On April 1, 2015, 72,000 shares of the Company’s
common stock were issued to settle $3,600 of accrued expenses due to a director of the Company.
On June 30, 2015, 72,000 shares of the Company’s
common stock were issued to settle $3,600 of accrued expenses due to a director of the Company. A gain of $1,440 was recognized
as a result of this settlement.
On August 24, 2015, the Company settled $6,000
of debt due to two parties in exchange for 200,000 shares of the Company’s common stock. A gain of $400 was recognized as
a result of this settlement.
On October 1, 2015, 72,000 shares of the Company’s
common stock were issued to settle $3,600 of accrued expenses due to a director of the Company. A gain of $1,944 was recognized
as a result of this settlement.
On November 30, 2015, the Company issued 1,250,000
shares of the Company’s common stock and warrants to purchase 625,000 shares of the Company’s common stock to a note
holder to settle $25,000 in notes payable. See Note 8 for additional details.

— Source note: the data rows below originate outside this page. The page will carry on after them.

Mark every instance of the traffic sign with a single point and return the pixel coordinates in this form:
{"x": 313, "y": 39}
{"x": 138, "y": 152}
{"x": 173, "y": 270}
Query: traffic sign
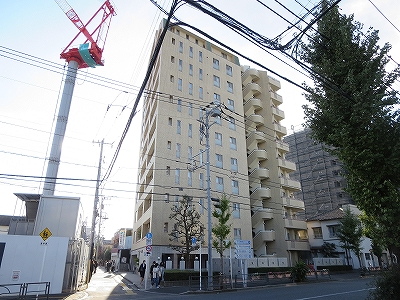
{"x": 45, "y": 234}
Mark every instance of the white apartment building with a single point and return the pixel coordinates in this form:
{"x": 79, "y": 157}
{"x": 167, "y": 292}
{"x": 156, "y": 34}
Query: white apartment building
{"x": 247, "y": 157}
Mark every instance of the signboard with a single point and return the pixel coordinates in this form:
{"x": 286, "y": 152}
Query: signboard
{"x": 45, "y": 234}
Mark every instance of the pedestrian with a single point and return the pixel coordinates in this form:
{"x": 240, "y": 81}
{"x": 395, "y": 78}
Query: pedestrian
{"x": 142, "y": 271}
{"x": 156, "y": 276}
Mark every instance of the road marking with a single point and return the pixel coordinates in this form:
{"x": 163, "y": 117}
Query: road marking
{"x": 335, "y": 294}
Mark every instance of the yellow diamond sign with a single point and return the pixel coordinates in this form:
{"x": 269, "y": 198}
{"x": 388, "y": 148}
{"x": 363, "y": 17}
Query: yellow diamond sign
{"x": 45, "y": 234}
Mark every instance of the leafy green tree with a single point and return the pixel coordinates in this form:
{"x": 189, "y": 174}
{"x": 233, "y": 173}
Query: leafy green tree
{"x": 186, "y": 226}
{"x": 222, "y": 229}
{"x": 350, "y": 234}
{"x": 352, "y": 110}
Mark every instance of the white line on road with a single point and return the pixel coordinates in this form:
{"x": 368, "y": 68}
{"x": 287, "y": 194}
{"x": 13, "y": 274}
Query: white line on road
{"x": 335, "y": 294}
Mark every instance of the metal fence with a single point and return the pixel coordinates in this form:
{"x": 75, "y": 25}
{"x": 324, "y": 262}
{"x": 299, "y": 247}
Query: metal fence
{"x": 25, "y": 290}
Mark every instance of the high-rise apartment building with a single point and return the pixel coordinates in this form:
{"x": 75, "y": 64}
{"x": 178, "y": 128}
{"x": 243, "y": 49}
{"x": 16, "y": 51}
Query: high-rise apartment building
{"x": 247, "y": 156}
{"x": 277, "y": 228}
{"x": 319, "y": 173}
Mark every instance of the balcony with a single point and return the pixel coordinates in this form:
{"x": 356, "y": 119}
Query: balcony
{"x": 282, "y": 146}
{"x": 276, "y": 98}
{"x": 275, "y": 84}
{"x": 249, "y": 75}
{"x": 253, "y": 104}
{"x": 290, "y": 184}
{"x": 260, "y": 193}
{"x": 295, "y": 224}
{"x": 259, "y": 173}
{"x": 255, "y": 137}
{"x": 286, "y": 165}
{"x": 279, "y": 114}
{"x": 254, "y": 118}
{"x": 280, "y": 129}
{"x": 262, "y": 237}
{"x": 251, "y": 89}
{"x": 298, "y": 245}
{"x": 293, "y": 203}
{"x": 261, "y": 214}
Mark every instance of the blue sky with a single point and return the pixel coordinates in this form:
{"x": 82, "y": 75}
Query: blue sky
{"x": 29, "y": 92}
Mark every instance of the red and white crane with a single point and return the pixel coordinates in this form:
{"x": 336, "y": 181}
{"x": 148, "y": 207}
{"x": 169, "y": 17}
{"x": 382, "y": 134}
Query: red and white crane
{"x": 87, "y": 54}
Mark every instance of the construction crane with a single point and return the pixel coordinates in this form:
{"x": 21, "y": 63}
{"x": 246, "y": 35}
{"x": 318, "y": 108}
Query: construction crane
{"x": 88, "y": 54}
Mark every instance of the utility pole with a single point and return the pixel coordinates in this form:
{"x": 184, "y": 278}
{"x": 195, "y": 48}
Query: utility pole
{"x": 210, "y": 112}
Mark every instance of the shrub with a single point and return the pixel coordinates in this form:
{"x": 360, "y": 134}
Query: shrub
{"x": 299, "y": 271}
{"x": 387, "y": 285}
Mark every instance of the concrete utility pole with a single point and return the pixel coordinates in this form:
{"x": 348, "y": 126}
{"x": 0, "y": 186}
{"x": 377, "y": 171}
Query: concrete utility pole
{"x": 210, "y": 112}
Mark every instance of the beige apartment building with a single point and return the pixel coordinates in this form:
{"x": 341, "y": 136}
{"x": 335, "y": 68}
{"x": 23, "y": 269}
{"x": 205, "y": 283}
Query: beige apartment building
{"x": 277, "y": 229}
{"x": 190, "y": 76}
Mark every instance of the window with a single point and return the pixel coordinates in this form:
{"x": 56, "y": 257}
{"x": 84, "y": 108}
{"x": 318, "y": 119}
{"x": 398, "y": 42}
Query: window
{"x": 218, "y": 139}
{"x": 232, "y": 142}
{"x": 190, "y": 88}
{"x": 201, "y": 204}
{"x": 201, "y": 180}
{"x": 231, "y": 104}
{"x": 177, "y": 176}
{"x": 180, "y": 65}
{"x": 220, "y": 184}
{"x": 178, "y": 150}
{"x": 232, "y": 123}
{"x": 190, "y": 178}
{"x": 235, "y": 187}
{"x": 228, "y": 70}
{"x": 215, "y": 63}
{"x": 190, "y": 69}
{"x": 190, "y": 109}
{"x": 217, "y": 98}
{"x": 236, "y": 210}
{"x": 179, "y": 107}
{"x": 190, "y": 152}
{"x": 237, "y": 234}
{"x": 333, "y": 230}
{"x": 218, "y": 161}
{"x": 216, "y": 81}
{"x": 317, "y": 231}
{"x": 179, "y": 84}
{"x": 229, "y": 86}
{"x": 234, "y": 167}
{"x": 190, "y": 129}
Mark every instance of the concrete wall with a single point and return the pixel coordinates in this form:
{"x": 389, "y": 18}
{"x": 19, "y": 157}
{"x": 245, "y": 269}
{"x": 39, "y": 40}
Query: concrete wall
{"x": 34, "y": 260}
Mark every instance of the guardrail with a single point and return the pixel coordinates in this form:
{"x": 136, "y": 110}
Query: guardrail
{"x": 25, "y": 290}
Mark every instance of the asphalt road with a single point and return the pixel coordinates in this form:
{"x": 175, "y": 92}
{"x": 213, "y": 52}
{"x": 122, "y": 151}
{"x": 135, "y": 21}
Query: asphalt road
{"x": 110, "y": 286}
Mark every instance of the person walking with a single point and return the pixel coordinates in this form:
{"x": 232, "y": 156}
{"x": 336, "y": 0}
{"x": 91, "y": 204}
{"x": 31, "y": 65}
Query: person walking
{"x": 142, "y": 271}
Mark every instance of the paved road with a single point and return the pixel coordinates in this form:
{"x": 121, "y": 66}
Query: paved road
{"x": 111, "y": 286}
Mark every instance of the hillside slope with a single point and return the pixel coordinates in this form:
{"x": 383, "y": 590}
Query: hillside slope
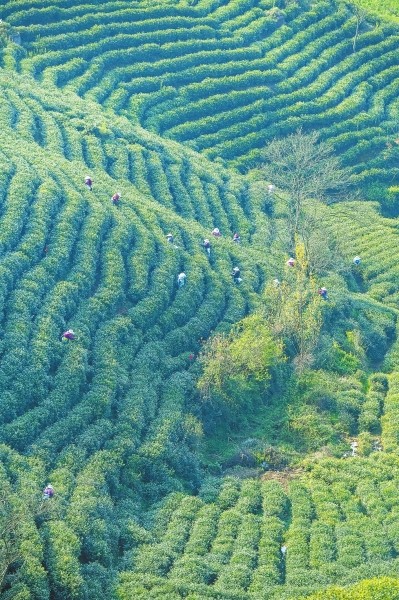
{"x": 171, "y": 105}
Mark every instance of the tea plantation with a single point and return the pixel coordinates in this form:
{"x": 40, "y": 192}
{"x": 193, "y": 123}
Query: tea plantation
{"x": 281, "y": 483}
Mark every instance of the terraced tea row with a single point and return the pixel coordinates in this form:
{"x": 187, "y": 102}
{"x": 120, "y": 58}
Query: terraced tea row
{"x": 336, "y": 523}
{"x": 225, "y": 78}
{"x": 109, "y": 409}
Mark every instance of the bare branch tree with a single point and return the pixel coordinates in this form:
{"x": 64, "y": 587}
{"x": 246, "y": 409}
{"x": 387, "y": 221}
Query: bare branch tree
{"x": 304, "y": 168}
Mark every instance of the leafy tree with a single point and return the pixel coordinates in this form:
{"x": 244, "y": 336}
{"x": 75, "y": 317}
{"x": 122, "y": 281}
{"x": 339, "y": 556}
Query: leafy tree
{"x": 293, "y": 310}
{"x": 230, "y": 362}
{"x": 304, "y": 167}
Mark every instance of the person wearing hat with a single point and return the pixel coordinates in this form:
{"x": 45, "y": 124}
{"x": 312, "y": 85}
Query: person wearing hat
{"x": 48, "y": 492}
{"x": 89, "y": 182}
{"x": 68, "y": 335}
{"x": 115, "y": 198}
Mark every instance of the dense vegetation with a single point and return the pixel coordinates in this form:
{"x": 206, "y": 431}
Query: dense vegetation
{"x": 192, "y": 434}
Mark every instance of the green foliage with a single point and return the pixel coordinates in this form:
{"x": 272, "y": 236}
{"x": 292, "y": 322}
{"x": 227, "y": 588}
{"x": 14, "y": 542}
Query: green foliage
{"x": 383, "y": 588}
{"x": 248, "y": 352}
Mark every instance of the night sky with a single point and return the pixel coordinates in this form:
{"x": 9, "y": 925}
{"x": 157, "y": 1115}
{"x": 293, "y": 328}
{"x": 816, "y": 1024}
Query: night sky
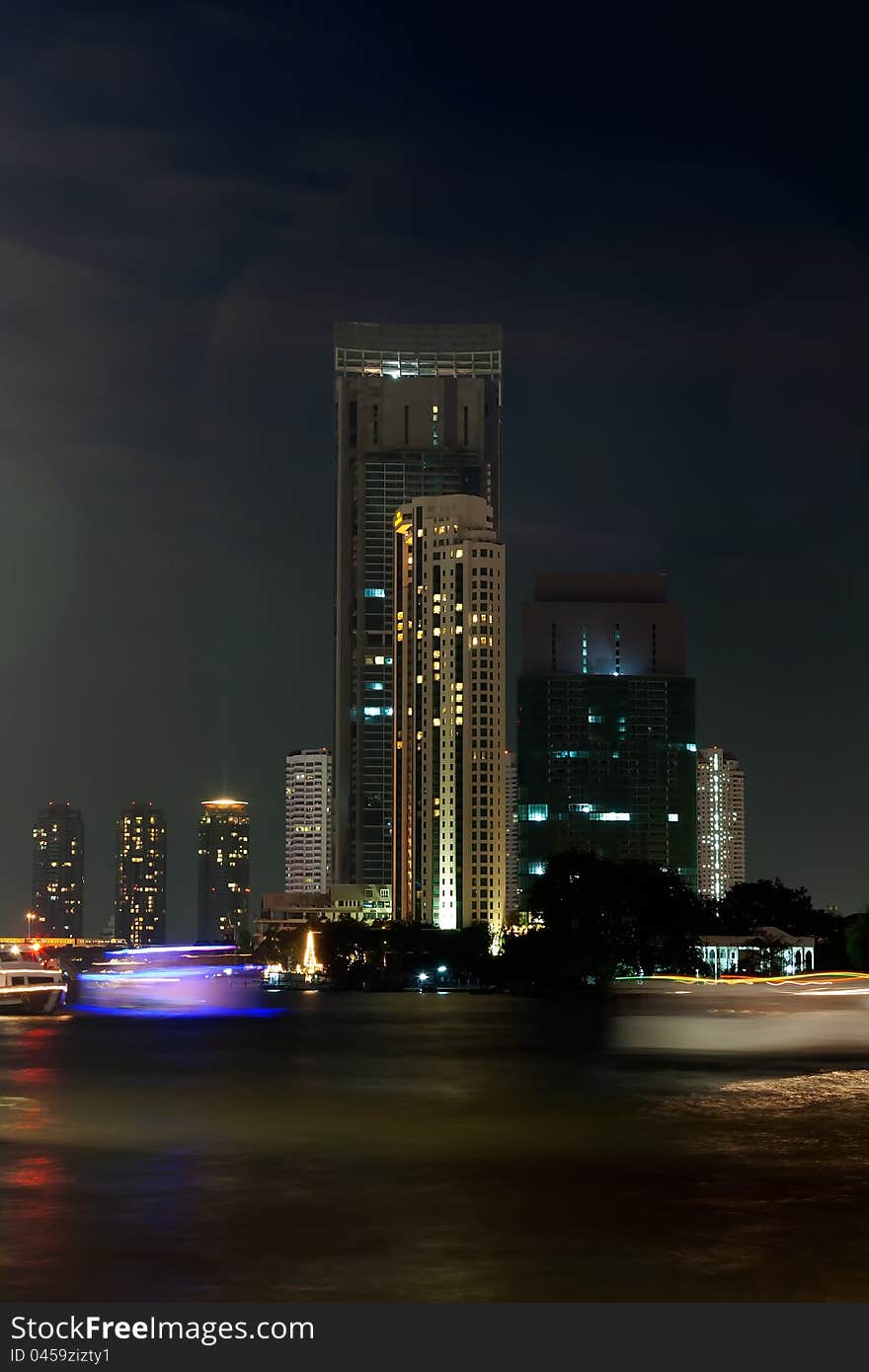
{"x": 669, "y": 224}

On December 20, 2015, the Company settled $2,500
of debt due to a consultant in exchange for 100,000 shares of the Company’s common stock. A gain of $500 was recognized as
a result of this settlement.
On December 30, 2015, 72,000 shares of the
Company’s common stock were issued to settle $3,600 of accrued expenses due to a director of the Company. A gain of $1,440
was recognized as a result of this settlement.
SKINVISIBLE, INC.
NOTES TO CONSOLIDATED FINANCIAL STATEMENTS
(AUDITED)
12. COMMITMENTS AND CONTINGENCIES
Lease obligations
– The Company
has operating leases for its offices. Future minimum lease payments under the operating leases for the facilities as of December
31, 2015, are as follows:
2016 34,301
2017 5,718
Rental expense, resulting from operating lease
agreements, approximated $43,478 and $41,868 for the years ended December 31, 2015 and 2014, respectively.
13. SUBSEQUENT EVENTS
On February 10, 2016, the Company issued to
employees five year options to purchase a total of 4,150,000
shares of its common stock
at an exercise price of $0.02 per share.
From January 27, 2016 to February 1, 2016,
the Company issued 1,350,000 shares of its common stock to settle $27,500 in outstanding debt.
On January 4, 2016, the Company settled $4,500
of debt due to a consultant in exchange for 150,000 shares of the Company’s common stock.